Why I Ran This Benchmark
Before committing to building a full simulation engine, I wanted a sanity check: how much performance am I leaving on the table by using standard simulation tools? I started with a simple example you probably remember from Simulation 101:
- M/M/1 queue
- Exponential interarrival
- Exponential service
- Run until N events
- Measure throughput and wait times
This is the “hello world” of discrete-event simulation. If there are major performance differences here, then real-world examples will likely be even more etreme.
The Setup
I compared SimPy (Python) vs a minimual Rust prototype
- Same random seeds
- Same arrival/service logic
- Same termination condition
- No parallelism
- No fancy data structures—yet
Hardware: M4 MacBook Pro, nothing exotic.
The Results
At 1,000,000 events, the gap was obvious:
| Engine | Time (ms) | Speedup |
|---|---|---|
| SimPy | ~4200 ms | 1× |
| Rust prototype | ~55–70 ms | 60–80× |
Different seeds move the exact numbers around, but the ratio holds.
Why the Gap Exists
SimPy is excellent for teaching and small models. But once you scale past trivial workloads, you hit three walls fast:
- Python call overhead (processes, events, generators)
- GC churn from object-heavy event representations
- No real control over memory layout or branching costs
The Rust version avoids all three:
- No objects per event
- Sequential, cache-friendly arrays
- Inlineable state transitions
- Zero-alloc hot loops
Even without tuning, it ran laps around SimPy.
What This Means
This benchmark proved two things:
- There’s room for a modern simulation engine that doesn’t carry decades of academic baggage.

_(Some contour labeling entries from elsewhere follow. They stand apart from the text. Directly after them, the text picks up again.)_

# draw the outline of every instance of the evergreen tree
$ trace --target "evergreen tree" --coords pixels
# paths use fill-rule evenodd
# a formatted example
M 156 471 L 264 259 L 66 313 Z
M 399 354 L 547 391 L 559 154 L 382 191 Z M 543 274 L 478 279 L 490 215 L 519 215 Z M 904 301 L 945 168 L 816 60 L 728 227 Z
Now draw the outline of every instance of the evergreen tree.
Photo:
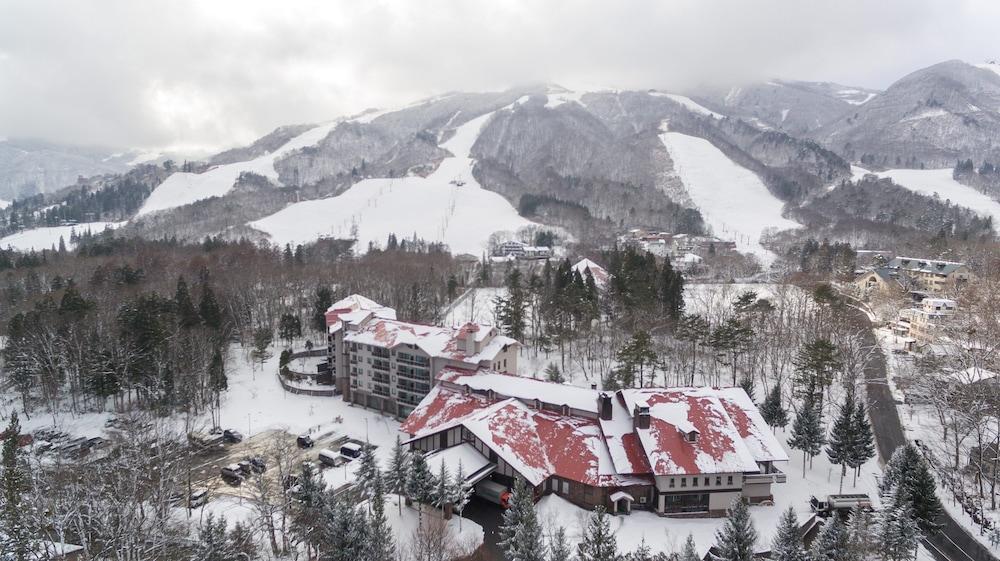
M 702 557 L 698 555 L 698 548 L 694 544 L 694 536 L 688 534 L 687 539 L 684 540 L 684 548 L 681 549 L 681 554 L 678 556 L 677 561 L 703 561 Z
M 847 532 L 840 516 L 831 516 L 810 548 L 812 561 L 855 561 L 848 557 Z
M 38 544 L 35 542 L 34 507 L 29 496 L 31 477 L 17 442 L 21 436 L 17 413 L 10 414 L 3 435 L 3 452 L 0 455 L 0 559 L 33 560 Z
M 777 427 L 785 428 L 788 425 L 788 412 L 781 406 L 780 383 L 774 384 L 774 388 L 768 392 L 764 402 L 760 404 L 760 415 L 772 430 Z
M 799 535 L 799 518 L 792 507 L 778 520 L 778 531 L 771 541 L 771 561 L 809 561 Z
M 333 291 L 328 286 L 316 288 L 313 298 L 312 328 L 320 333 L 326 333 L 326 311 L 333 305 Z
M 839 493 L 844 492 L 844 476 L 847 475 L 847 466 L 851 462 L 856 447 L 855 407 L 854 395 L 849 394 L 840 407 L 840 414 L 833 422 L 830 439 L 826 446 L 826 457 L 830 459 L 830 463 L 840 466 Z
M 410 479 L 410 455 L 406 448 L 403 448 L 399 437 L 396 437 L 396 445 L 392 449 L 392 457 L 389 459 L 389 470 L 385 474 L 385 486 L 390 493 L 395 493 L 400 497 L 406 496 L 407 482 Z M 403 501 L 400 499 L 399 513 L 403 514 Z
M 821 423 L 819 411 L 812 400 L 806 400 L 795 414 L 788 446 L 802 450 L 802 477 L 806 476 L 806 458 L 819 454 L 826 444 L 826 435 L 823 433 Z
M 385 516 L 385 489 L 382 474 L 378 469 L 374 472 L 371 485 L 371 514 L 368 517 L 368 541 L 364 561 L 393 561 L 396 558 L 396 546 L 393 541 L 392 527 Z
M 534 492 L 520 477 L 514 482 L 510 508 L 503 512 L 499 545 L 506 561 L 545 561 Z
M 847 465 L 854 470 L 854 482 L 858 481 L 858 472 L 865 462 L 875 457 L 875 435 L 872 425 L 865 414 L 865 408 L 859 403 L 854 409 L 854 446 L 851 448 Z
M 583 541 L 579 546 L 580 561 L 618 561 L 618 542 L 611 531 L 611 521 L 604 506 L 594 507 Z
M 375 495 L 376 482 L 382 485 L 382 473 L 375 457 L 375 447 L 365 442 L 361 445 L 361 458 L 358 459 L 358 471 L 355 475 L 358 490 L 363 499 L 371 499 Z
M 177 278 L 177 289 L 174 291 L 174 305 L 177 306 L 177 323 L 185 329 L 190 329 L 201 323 L 198 310 L 191 300 L 191 293 L 184 276 Z
M 726 523 L 715 534 L 717 554 L 714 561 L 753 561 L 754 546 L 757 545 L 757 530 L 750 518 L 750 509 L 736 499 L 729 507 Z
M 201 321 L 206 327 L 213 331 L 222 329 L 222 310 L 219 302 L 215 299 L 215 292 L 208 283 L 202 285 L 201 302 L 198 304 L 198 313 Z

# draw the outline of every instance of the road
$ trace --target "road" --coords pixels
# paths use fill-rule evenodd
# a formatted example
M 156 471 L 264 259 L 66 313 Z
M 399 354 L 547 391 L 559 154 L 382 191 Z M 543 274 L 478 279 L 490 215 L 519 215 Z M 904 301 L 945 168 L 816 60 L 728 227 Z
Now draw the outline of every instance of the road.
M 866 344 L 878 349 L 878 341 L 875 339 L 875 332 L 868 316 L 856 308 L 849 309 L 857 315 L 859 325 L 865 327 L 862 332 L 866 334 Z M 903 424 L 899 420 L 899 412 L 886 378 L 885 355 L 880 351 L 865 367 L 865 386 L 868 395 L 868 415 L 875 430 L 879 460 L 883 464 L 896 448 L 906 443 Z M 987 548 L 970 536 L 947 512 L 939 522 L 942 525 L 941 531 L 924 540 L 928 551 L 936 558 L 943 561 L 997 561 Z

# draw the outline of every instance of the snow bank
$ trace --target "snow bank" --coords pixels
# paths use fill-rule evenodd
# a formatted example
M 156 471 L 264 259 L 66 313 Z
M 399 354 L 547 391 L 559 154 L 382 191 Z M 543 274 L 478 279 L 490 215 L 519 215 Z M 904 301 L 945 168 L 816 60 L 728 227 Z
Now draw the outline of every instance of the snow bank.
M 962 185 L 952 177 L 952 169 L 890 169 L 887 171 L 870 172 L 864 168 L 851 166 L 854 179 L 857 180 L 866 173 L 874 173 L 879 177 L 888 177 L 897 185 L 905 187 L 921 195 L 941 200 L 949 200 L 952 204 L 964 206 L 981 216 L 993 217 L 994 224 L 1000 224 L 1000 203 L 987 195 Z
M 781 216 L 784 205 L 760 178 L 703 138 L 666 132 L 660 140 L 713 233 L 733 239 L 739 251 L 753 253 L 765 266 L 774 261 L 776 256 L 760 244 L 761 235 L 799 224 Z
M 292 138 L 274 152 L 246 162 L 215 166 L 203 173 L 176 172 L 150 193 L 136 216 L 189 205 L 211 197 L 221 197 L 233 188 L 233 183 L 244 171 L 278 181 L 278 172 L 274 169 L 276 159 L 289 152 L 319 143 L 337 124 L 338 121 L 334 121 L 313 127 Z
M 698 113 L 699 115 L 705 115 L 706 117 L 712 117 L 713 119 L 722 119 L 723 117 L 725 117 L 725 115 L 720 115 L 687 96 L 668 94 L 663 92 L 650 92 L 649 95 L 654 97 L 666 97 L 672 99 L 677 103 L 680 103 L 684 107 L 687 107 L 689 110 Z
M 117 228 L 122 224 L 124 222 L 84 222 L 75 226 L 32 228 L 31 230 L 24 230 L 0 238 L 0 247 L 6 248 L 10 246 L 19 251 L 30 251 L 32 249 L 40 251 L 43 249 L 52 249 L 54 246 L 58 247 L 59 238 L 61 237 L 66 242 L 66 247 L 72 249 L 74 244 L 69 239 L 74 232 L 77 234 L 85 232 L 98 234 L 106 228 Z
M 502 196 L 483 189 L 472 176 L 472 145 L 492 113 L 472 119 L 441 144 L 453 154 L 425 177 L 365 179 L 342 195 L 292 204 L 251 222 L 278 245 L 308 243 L 332 236 L 350 238 L 356 251 L 384 245 L 390 233 L 444 242 L 452 253 L 480 254 L 497 231 L 517 231 L 533 223 L 518 215 Z

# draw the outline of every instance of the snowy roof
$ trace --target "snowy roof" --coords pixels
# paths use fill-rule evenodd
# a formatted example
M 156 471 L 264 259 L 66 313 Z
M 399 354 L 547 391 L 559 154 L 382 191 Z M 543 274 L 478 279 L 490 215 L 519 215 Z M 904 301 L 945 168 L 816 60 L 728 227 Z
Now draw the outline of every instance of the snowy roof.
M 466 323 L 456 329 L 376 318 L 345 335 L 344 340 L 385 348 L 412 345 L 432 357 L 478 365 L 480 361 L 495 358 L 504 347 L 517 344 L 517 341 L 510 337 L 494 334 L 492 327 L 476 323 Z M 477 344 L 486 341 L 479 352 L 472 354 L 466 352 L 465 342 L 470 336 Z
M 422 438 L 461 425 L 535 485 L 552 475 L 614 486 L 650 475 L 756 473 L 757 462 L 788 460 L 740 388 L 611 393 L 459 369 L 439 379 L 401 430 Z M 609 420 L 597 415 L 602 395 L 611 399 Z M 563 415 L 535 399 L 583 412 Z M 649 407 L 649 429 L 635 428 L 636 406 Z M 694 442 L 685 438 L 691 432 Z
M 359 325 L 369 317 L 396 319 L 396 310 L 359 294 L 351 294 L 326 309 L 327 331 L 337 331 L 345 323 Z
M 577 261 L 576 265 L 573 265 L 573 270 L 580 273 L 580 276 L 587 276 L 587 271 L 590 271 L 591 276 L 594 277 L 594 284 L 597 288 L 603 288 L 608 283 L 608 271 L 604 267 L 601 267 L 597 263 L 594 263 L 590 259 L 581 259 Z
M 597 413 L 597 390 L 557 384 L 526 378 L 513 374 L 503 374 L 492 370 L 461 370 L 444 368 L 438 380 L 458 386 L 469 386 L 478 391 L 493 390 L 503 397 L 514 397 L 525 401 L 538 399 L 552 405 L 568 405 L 573 409 Z
M 886 267 L 890 269 L 903 269 L 904 271 L 934 273 L 937 275 L 950 275 L 964 266 L 965 263 L 958 263 L 955 261 L 918 259 L 914 257 L 895 257 L 886 263 Z

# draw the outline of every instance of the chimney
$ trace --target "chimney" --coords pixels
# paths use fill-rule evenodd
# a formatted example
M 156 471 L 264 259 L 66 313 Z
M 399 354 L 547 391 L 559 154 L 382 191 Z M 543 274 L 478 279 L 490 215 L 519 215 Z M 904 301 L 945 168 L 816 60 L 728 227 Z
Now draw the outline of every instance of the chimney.
M 602 421 L 611 420 L 612 409 L 610 395 L 602 392 L 597 396 L 597 412 L 600 414 Z
M 649 406 L 647 405 L 636 405 L 635 411 L 632 413 L 632 426 L 635 429 L 648 429 L 649 428 Z

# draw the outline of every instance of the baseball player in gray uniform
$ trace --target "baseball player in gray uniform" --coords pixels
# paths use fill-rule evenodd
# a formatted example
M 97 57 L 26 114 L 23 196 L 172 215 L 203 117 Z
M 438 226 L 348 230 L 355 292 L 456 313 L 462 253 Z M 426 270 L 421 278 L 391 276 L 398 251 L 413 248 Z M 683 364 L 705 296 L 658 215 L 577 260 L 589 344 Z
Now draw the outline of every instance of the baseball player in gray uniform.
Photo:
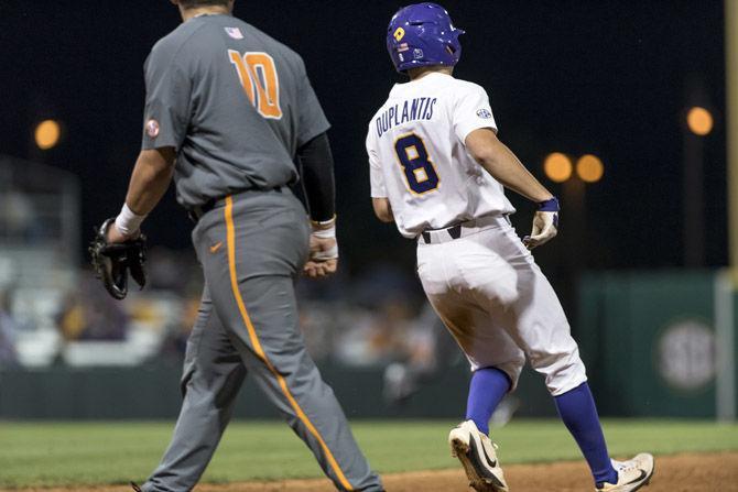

- Performance headroom matters.
When the baseline model is 60–80× faster, everything downstream becomes possible:- Monte Carlo replications
- Sensitivity sweeps
- Real-time dashboards
- SaaS execution layers
- Large supply-chain sims without cluster-level hardware
A fast core opens the door to an entirely different class of tooling.
Where I’m Taking It Next
This project is now heading in four directions:
- A Rust core for maximum throughput
- Python bindings for analysts and notebooks
- A WASM build for interactive demos
- A configurable process/flow DSL for rapid model definition
This first benchmark wasn’t complicated, but it was enough to know the direction is right.
If You Want to See the Code
I’ll post more detailed breakdowns soon:
- event loop structure
- memory layout decisions
- RNG/seed strategy
- planned parallelism model
For now, this is the benchmark that kicked off the whole journey.